What Does Gus Know?

In the sporadic debate about when we will have an inquiry into the Iraq war, something very important has been forgotten. Last year, just before he became prime minister, Gordon Brown announced that he had asked cabinet secretary Sir Gus O’Donnell to ensure that a debacle like the Iraq dossier would never happen again (not in those words, of course). I wrote here that the question of who really wrote the dossier went to the heart of what Sir Gus had been asked to find out. At the time, Brown said it was too early to hold a full inquiry but that there were “lessons to be learned for the future”. So what did Gus teach Gordon?

Two weeks ago, I wrote to Sir Gus, inviting him to pass on what he had found out regarding the influence of “communications professionals”, special advisers and politicians on the dossier.

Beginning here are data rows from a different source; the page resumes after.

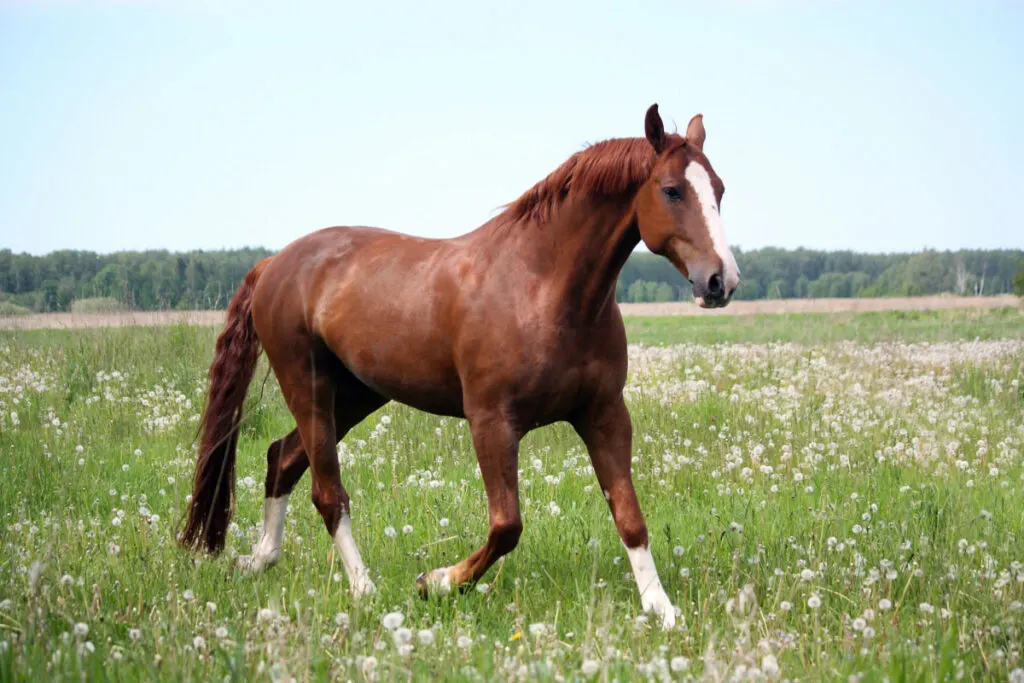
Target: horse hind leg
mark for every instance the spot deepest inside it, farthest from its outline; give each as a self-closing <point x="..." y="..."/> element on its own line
<point x="286" y="463"/>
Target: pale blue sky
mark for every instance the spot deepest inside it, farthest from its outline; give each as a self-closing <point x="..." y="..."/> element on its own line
<point x="867" y="125"/>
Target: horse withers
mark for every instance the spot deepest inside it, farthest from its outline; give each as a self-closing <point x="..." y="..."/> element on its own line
<point x="513" y="326"/>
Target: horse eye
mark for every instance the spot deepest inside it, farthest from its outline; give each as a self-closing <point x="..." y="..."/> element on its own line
<point x="673" y="194"/>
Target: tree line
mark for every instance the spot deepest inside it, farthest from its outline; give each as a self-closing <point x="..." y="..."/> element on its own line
<point x="805" y="273"/>
<point x="206" y="280"/>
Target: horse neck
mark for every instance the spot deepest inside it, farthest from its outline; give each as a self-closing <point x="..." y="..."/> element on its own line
<point x="581" y="250"/>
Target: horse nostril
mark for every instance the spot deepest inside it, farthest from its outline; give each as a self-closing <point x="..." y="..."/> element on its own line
<point x="715" y="287"/>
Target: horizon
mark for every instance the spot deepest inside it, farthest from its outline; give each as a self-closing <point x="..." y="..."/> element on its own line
<point x="145" y="126"/>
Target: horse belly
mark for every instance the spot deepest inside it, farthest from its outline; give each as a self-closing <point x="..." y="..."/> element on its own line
<point x="409" y="365"/>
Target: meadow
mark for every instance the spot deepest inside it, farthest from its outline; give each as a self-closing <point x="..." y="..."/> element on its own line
<point x="828" y="498"/>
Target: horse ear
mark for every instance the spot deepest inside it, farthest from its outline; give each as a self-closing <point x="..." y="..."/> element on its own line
<point x="654" y="129"/>
<point x="695" y="132"/>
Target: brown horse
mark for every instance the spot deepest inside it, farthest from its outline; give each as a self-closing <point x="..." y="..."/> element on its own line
<point x="513" y="326"/>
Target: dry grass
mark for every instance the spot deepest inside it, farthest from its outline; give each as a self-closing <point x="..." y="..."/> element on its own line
<point x="822" y="305"/>
<point x="69" y="321"/>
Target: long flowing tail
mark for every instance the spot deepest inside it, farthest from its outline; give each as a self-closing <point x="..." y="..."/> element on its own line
<point x="233" y="365"/>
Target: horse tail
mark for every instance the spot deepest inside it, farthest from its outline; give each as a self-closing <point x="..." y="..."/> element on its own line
<point x="235" y="360"/>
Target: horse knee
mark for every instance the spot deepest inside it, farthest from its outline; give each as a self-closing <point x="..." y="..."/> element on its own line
<point x="506" y="536"/>
<point x="332" y="505"/>
<point x="633" y="532"/>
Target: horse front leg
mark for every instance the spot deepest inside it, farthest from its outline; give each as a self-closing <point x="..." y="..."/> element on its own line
<point x="607" y="431"/>
<point x="497" y="447"/>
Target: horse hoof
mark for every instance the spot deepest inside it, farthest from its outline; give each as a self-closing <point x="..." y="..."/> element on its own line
<point x="363" y="588"/>
<point x="433" y="582"/>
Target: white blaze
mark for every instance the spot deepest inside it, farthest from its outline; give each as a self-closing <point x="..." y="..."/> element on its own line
<point x="697" y="176"/>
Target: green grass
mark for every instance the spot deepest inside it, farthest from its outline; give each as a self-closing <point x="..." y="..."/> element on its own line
<point x="765" y="447"/>
<point x="823" y="328"/>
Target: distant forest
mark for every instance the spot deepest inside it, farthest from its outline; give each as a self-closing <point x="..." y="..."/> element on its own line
<point x="206" y="280"/>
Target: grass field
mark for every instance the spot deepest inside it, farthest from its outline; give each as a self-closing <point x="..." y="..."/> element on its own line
<point x="827" y="497"/>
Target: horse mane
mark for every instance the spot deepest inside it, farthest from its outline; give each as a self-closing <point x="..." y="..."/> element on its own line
<point x="607" y="168"/>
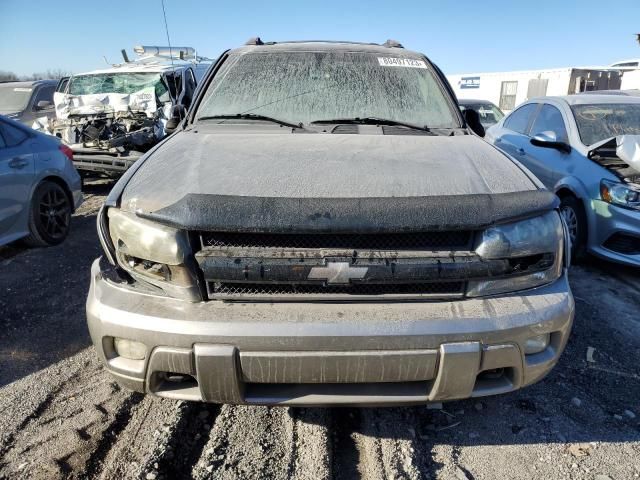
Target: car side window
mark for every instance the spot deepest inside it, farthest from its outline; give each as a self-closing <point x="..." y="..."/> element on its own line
<point x="519" y="120"/>
<point x="12" y="136"/>
<point x="44" y="93"/>
<point x="550" y="119"/>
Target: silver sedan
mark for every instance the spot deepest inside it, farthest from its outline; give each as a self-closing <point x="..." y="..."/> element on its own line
<point x="39" y="186"/>
<point x="574" y="145"/>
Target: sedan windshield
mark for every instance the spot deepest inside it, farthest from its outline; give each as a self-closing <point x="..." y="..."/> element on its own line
<point x="306" y="87"/>
<point x="116" y="83"/>
<point x="14" y="99"/>
<point x="598" y="122"/>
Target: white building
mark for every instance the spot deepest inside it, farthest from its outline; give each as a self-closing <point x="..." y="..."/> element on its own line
<point x="509" y="89"/>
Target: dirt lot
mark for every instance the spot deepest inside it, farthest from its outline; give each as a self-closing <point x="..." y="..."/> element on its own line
<point x="61" y="416"/>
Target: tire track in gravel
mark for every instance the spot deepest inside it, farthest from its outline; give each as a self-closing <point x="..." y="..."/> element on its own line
<point x="266" y="442"/>
<point x="345" y="455"/>
<point x="145" y="433"/>
<point x="26" y="400"/>
<point x="385" y="444"/>
<point x="176" y="456"/>
<point x="72" y="429"/>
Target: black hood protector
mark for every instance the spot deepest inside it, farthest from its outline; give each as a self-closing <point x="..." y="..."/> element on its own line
<point x="226" y="213"/>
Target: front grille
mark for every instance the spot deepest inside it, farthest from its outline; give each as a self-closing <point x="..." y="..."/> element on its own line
<point x="220" y="289"/>
<point x="623" y="243"/>
<point x="445" y="240"/>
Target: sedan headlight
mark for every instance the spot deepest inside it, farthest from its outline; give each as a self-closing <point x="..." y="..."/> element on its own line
<point x="153" y="253"/>
<point x="621" y="194"/>
<point x="533" y="248"/>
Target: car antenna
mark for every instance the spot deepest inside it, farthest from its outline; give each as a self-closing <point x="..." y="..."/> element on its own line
<point x="166" y="29"/>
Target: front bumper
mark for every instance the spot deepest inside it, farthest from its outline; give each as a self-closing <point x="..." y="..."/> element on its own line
<point x="99" y="162"/>
<point x="607" y="220"/>
<point x="328" y="353"/>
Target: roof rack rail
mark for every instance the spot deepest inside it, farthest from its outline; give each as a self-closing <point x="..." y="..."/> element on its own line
<point x="392" y="44"/>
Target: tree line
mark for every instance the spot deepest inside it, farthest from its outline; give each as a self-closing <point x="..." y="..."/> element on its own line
<point x="51" y="74"/>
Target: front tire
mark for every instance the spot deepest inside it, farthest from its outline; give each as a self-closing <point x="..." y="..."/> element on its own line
<point x="49" y="215"/>
<point x="573" y="213"/>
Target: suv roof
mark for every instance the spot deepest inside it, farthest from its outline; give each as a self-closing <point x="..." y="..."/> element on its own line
<point x="389" y="47"/>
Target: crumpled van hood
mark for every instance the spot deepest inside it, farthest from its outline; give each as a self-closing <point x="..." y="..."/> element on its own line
<point x="320" y="166"/>
<point x="86" y="105"/>
<point x="278" y="183"/>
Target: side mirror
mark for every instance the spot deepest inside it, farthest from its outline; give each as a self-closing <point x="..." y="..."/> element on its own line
<point x="473" y="121"/>
<point x="178" y="112"/>
<point x="549" y="139"/>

I invited him to do so in the interests of transparency, arguing that public confidence in open government and government itself would be better served by a voluntary disclosure than by having the information dragged out by means of the Freedom of Information Act (FOIA).

I have not had a reply and so today I’ve submitted a new FOIA request to the Cabinet Office in these terms. I can imagine that they might try to string it out as usual and use one of the many exemptions in the Act. In fact, there is one exemption based on an intention to publish something “at some time future date, whether determined or not”. You can have the truth – just not yet.

Putting it that way would make the politics of concealment hard to justify. In March, the House of Commons held a debate on a Tory motion for an inquiry now. The government’s position is that an inquiry cannot take place until all troops have left Iraq. Conveniently, they aren’t leaving any time soon and most aren’t doing much either.

Interestingly, it was reported last week that special forces (eg, the SAS) are engaged in Basra. Of course, the British government has a policy of not commenting on the activities of its special forces, except when it suits them to feed misinformation to the media. This raises the intriguing possibility that the 4,100 visible troops might come home some time, but there will still be no inquiry because of some unseen activity that we can’t be told about and may not actually be happening.

The main – quite preposterous – argument for delaying an inquiry is that it would distract people involved in the ongoing “overwatch” operation. In his letter promising an inquiry, Brown showed the weakness of his “not yet” argument by resorting to preposterous hyperbole: “the whole effort of the government and the armed forces is directed towards supporting the people and government of Iraq.”

You could point out that this is rather worrying for the troops in Afghanistan – and explains why Gordon has taken his eye off the ball elsewhere – but it’s also quite laughable to suggest that a democracy cannot ask how and why it went to war because some of its troops are engaged in a training mission. Not to mention that we have already had four inquiries along the way.

Professor Peter Hennessy has said that a paragraph in Brown’s new national security strategy was “the nearest we are going to get to an apology from the government for the way Tony Blair took this country to war in Iraq.” Brown has so far only hinted that the dossier was “sexed up”, but did say sorry yesterday over the 10p tax rate. Hennessy argued that: “[...] we must have a proper inquiry into the road to the Iraq war, the invasion and its aftermath if Gordon Brown means what he says in [the strategy]. He can do no less; and we can wait no longer.”

The thing about the promise of a future inquiry is that it changes the dynamics of the debate. Where people say, with some justification, “this was all a long time ago”, the government’s line is now that it is too early to start digging into it. But whatever Sir Gus has found out, he has already found out. Any attempt to conceal an existing account of exactly how the case for war was “sexed up” would make very clear that it’s not learning the lessons but sharing the knowledge that’s being delayed until, say, after the next election.

Or, perhaps, there never was any attempt to “learn lessons”. Perhaps the whole thing was just another dodgy PR stunt.